For this Company Spotlight, we interviewed Pinnacle’s Vice President of Business Development, Nathanael Ince, about how the company is rethinking the measurement, reporting, and optimization of industrial reliability. Pinnacle is exclusively focused on helping industrial facilities in the oil and gas, chemical, mining, and water and wastewater industries better leverage their data to improve performance, resulting in increased production, optimized reliability and maintenance spend, and improvement in process safety and environmental impact. For more information on Pinnacle Reliability, please visit www.pinnaclereliability.com.

Background:  Founded in 2006, Pinnacle helps complex industrial facilities, such as refineries and water treatment plants, manage their maintenance and repair initiatives to maximize reliability (i.e., the ability to operate when desired) and minimize costs. While the efforts to optimize maintenance and repair operations in these industries have made significant progress over the last few decades, there is still a wide disparity in reliability performance amongst the various companies operating these industrial facilities. For example, it is estimated that U.S. refiners spend over $10 billion per annum on reliability-related activities, but the reliability-related spend across publicly traded U.S. independent refiners ranges from $0.50 to $3.00 per barrel of throughput (600% difference). Pinnacle believes that the current methods of modeling risk are limited by the following shortfalls:

1. Focused on Individual System Components:  Most traditional models and analyses only assess the reliability or risk of individual component of the broader system. While this is helpful in maximizing the reliability of that particular asset, it ignores the impacts (both positive and negative) to the reliability of the overall system, making it difficult for management to optimally determine and allocate their maintenance budgets across the system. 

2. Hyper-Conservative Models:  Highly simplified empirical formulas, industry standards, and “rules of thumb” that are incorporated into traditional risk models have resulted in substantial and immeasurable uncertainty. To account for this, models and approaches have been designed to be overconservative, resulting in projected failure rates that are often an order of magnitude higher than actual failure rates.  

3. Static and Siloed Models:  Traditional models are developed using a snapshot of data and are used to build a plan for a specified period of time. Further, they are typically implemented separately and by different teams/vendors. As a result, these programs and models do not benefit from the valuable insights associated with other programs and models, and the ways in which data changes over time is qualitative at best. 

4. Overreliance on Machine Learning:  Because there is not a large enough sample size of failure points at most industrial facilities, machine learning and artificial intelligence cannot be relied on as the sole technique to optimize reliability performance and spend.

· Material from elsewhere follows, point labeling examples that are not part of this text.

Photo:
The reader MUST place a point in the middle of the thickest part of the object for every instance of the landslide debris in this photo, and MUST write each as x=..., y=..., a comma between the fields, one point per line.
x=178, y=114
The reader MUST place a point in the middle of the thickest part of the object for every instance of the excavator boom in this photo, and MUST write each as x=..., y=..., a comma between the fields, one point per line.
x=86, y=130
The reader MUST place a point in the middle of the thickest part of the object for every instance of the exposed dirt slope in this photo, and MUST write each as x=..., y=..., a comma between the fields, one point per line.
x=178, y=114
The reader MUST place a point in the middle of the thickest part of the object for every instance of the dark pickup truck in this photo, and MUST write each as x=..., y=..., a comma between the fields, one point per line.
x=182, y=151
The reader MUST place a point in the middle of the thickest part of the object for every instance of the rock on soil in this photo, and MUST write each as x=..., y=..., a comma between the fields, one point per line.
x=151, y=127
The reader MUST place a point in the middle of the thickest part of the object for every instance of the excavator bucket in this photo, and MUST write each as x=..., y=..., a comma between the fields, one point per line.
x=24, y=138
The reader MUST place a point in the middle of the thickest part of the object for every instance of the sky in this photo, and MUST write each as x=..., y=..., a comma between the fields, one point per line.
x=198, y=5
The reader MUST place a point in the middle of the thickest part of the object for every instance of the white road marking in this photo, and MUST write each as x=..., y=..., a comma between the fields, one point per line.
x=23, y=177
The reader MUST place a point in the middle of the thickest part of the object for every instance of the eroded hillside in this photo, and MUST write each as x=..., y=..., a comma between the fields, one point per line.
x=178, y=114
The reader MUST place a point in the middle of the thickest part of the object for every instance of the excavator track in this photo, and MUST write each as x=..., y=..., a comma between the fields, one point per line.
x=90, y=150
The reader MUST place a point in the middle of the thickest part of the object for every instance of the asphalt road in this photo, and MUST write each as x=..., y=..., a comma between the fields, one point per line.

Value Proposition:  To improve upon traditional reliability models, Pinnacle has developed its own improved approach to reliability modeling called Quantitative Reliability Optimization (QRO), which offers the following features and benefits: 

1. Links Every Failure Point in a System:  QRO statistically relates all the components of a system into one analysis. QRO’s analysis can cover thousands of assets for a particular facility or many more if modeling an entire fleet or supply chain. This statistical relation of all the system components enables Pinnacle to understand how critical data and specific failure points relate to the overall production or reliability impact of the system. 

2. Quantifies Uncertainty:  Instead of only providing a single probability number, QRO applies an advanced model called the Lifetime Variability Curve (LVC). The LVC forecasts the distribution of failure probabilities given the current level of knowns and unknowns. As a result, any failure of the system can be accurately modeled given the anticipated point of failure and the uncertainty associated to that point on the failure curve, eliminating the need to be overconservative, which often results in overspending on maintenance. 

3. Dynamic Reliability Model:  The QRO model is continually updated by relevant data sources so that key changes in those data points, whether in process, operations, maintenance, inspection, or economics, update the LVC for each failure point. As a result, facility leadership can see how changes to their data affect system reliability as a whole. These dynamic updates and the ability to see how they impact the reliability of the system improves the overall confidence of facility leadership regarding their reliability decisions. 

4. Supplemental Data Science Capabilities:  Pinnacle can deploy the QRO approach across various customer operations through a combination of services and software. The software, Newton™, is a cloud-based software application proprietary to Pinnacle, and is the first software in the world to provide for the QRO modeling capability. Being at the intersection of the best of reliability engineering models and data science, the Newton™ powered QRO model enables reliability and operational leaders to drive a better reliability strategy than ever before, resulting in improved bottom line and process safety.

Closing Thoughts: In order to better serve customers and differentiate from the competition, service providers need to embrace software and technology as a method to enhance their offering and improve processes. We look forward to following Pinnacle as they continue to streamline how reliability is measured and managed in complex industrial facilities.